1.) v = 1/z(from later slides) as z->INf, v->0. Here we can view the eye as a pin hole camera. 2.) Coming to the angles, if we think the camera center as a center of a circle and the length of the object as a chord of the circle. We can draw many circles having this chord as a chord to the circle however the farther the distance of the chord from the center of the circle we choose smaller the angle. Now that we agreed upon for centers very far from the object the angle subtended by the object at this center is small and having known that our pinhole camera(eye) is still the same i.e the width of the cardboard is still the same. Now we can construct simple right angle triangle inside the cardboard passing through the center of camera we can derive the length of the image formed is directly proportional to the tangent of the angle and hence the length of the object would be negligible with large distances. Khryl

Let's assume z-axis is the optical axis and the pinhole is the origin $O$.
For any point $p(x_i,y_i,z_i)$ on the tree, $$\angle zOp = \arctan \frac{\sqrt{x_i^2+y_i^2}}{z_i}$$ If we move it a bit further from camera and get $p_1(x_i,y_i,z_i+d)$, $$\angle zOp_1 = \arctan \frac{\sqrt{x_i^2+y_i^2}}{z_i+d}$$ Apparently, $$\angle zOp > \angle zOp_1$$ So, as tree moves away from camera, every point on the tree will form smaller angle with the optical axis.
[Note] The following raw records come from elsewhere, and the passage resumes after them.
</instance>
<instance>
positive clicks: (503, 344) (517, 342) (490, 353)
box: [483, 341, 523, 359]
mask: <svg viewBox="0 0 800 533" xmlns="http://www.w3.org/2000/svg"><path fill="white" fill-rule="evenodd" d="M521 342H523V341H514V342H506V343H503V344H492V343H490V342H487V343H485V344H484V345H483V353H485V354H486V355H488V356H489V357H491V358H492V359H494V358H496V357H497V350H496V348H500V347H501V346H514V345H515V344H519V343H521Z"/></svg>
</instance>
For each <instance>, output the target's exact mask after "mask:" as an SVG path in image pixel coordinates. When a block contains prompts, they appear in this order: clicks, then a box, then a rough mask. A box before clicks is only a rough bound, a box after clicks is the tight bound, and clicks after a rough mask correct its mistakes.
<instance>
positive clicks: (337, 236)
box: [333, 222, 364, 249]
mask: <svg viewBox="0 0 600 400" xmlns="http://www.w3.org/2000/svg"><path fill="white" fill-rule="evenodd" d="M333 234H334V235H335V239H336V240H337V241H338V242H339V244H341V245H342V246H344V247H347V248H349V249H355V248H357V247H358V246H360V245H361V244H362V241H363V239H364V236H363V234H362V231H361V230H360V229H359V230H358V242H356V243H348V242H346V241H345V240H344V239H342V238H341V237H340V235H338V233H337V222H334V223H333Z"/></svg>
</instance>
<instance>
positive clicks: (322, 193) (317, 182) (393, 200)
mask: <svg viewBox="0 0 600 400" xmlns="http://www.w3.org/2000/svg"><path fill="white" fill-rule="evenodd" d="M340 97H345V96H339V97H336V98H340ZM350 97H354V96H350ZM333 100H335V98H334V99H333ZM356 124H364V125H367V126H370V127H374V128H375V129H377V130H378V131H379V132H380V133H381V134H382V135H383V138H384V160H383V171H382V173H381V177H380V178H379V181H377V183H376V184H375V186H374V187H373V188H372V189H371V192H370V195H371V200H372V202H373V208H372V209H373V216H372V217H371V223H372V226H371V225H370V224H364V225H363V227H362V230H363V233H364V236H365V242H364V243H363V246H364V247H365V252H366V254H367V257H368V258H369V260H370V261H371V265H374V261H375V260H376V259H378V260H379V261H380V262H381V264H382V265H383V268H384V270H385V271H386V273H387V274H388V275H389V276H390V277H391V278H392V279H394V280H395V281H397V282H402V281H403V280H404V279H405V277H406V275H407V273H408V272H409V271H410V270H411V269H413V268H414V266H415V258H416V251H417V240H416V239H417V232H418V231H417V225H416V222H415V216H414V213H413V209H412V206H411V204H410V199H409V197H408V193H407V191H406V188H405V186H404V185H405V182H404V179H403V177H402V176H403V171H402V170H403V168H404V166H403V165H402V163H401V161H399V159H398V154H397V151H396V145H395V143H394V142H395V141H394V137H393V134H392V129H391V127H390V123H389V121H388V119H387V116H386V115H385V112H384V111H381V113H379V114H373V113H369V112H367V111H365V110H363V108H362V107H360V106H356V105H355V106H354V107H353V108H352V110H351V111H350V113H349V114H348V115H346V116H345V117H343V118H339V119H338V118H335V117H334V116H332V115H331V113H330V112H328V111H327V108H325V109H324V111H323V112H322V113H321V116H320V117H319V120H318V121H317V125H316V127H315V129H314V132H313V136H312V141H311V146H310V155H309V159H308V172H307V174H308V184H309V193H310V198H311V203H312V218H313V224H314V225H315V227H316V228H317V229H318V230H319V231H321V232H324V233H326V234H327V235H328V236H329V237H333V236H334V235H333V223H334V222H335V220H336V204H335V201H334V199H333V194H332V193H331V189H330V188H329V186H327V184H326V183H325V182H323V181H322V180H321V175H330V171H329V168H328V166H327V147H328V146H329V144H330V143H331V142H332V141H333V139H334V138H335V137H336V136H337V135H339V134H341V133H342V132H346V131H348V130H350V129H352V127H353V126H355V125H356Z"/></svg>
Assume the distance between the image plane and the pinhole is $f$ and the intersection of the optical axis and the image plane is $O'$ and point $p$ is projected to $q$.
Because $\triangle qOO'$ is a right-angled triangle and $\angle qOO' = \angle zOp$, $$O'q = f\tan\angle zOp$$ So as $\angle zOp$ is getting smaller, the distance between projected point $q$ and the optical axis becomes smaller too. ak-47

Another perspective on the question: as an object moves away from a lens, less light from the object is hitting the lens (it's a 1/r^2 rule). However, objects do not appear any less bright as they move away. So if an object is to appear the same brightness as it provides less light, that light must be concentrated in a smaller area in your vision.

Of course if an object is too small to resolve (like a star) it will actually get less bright as it moves away.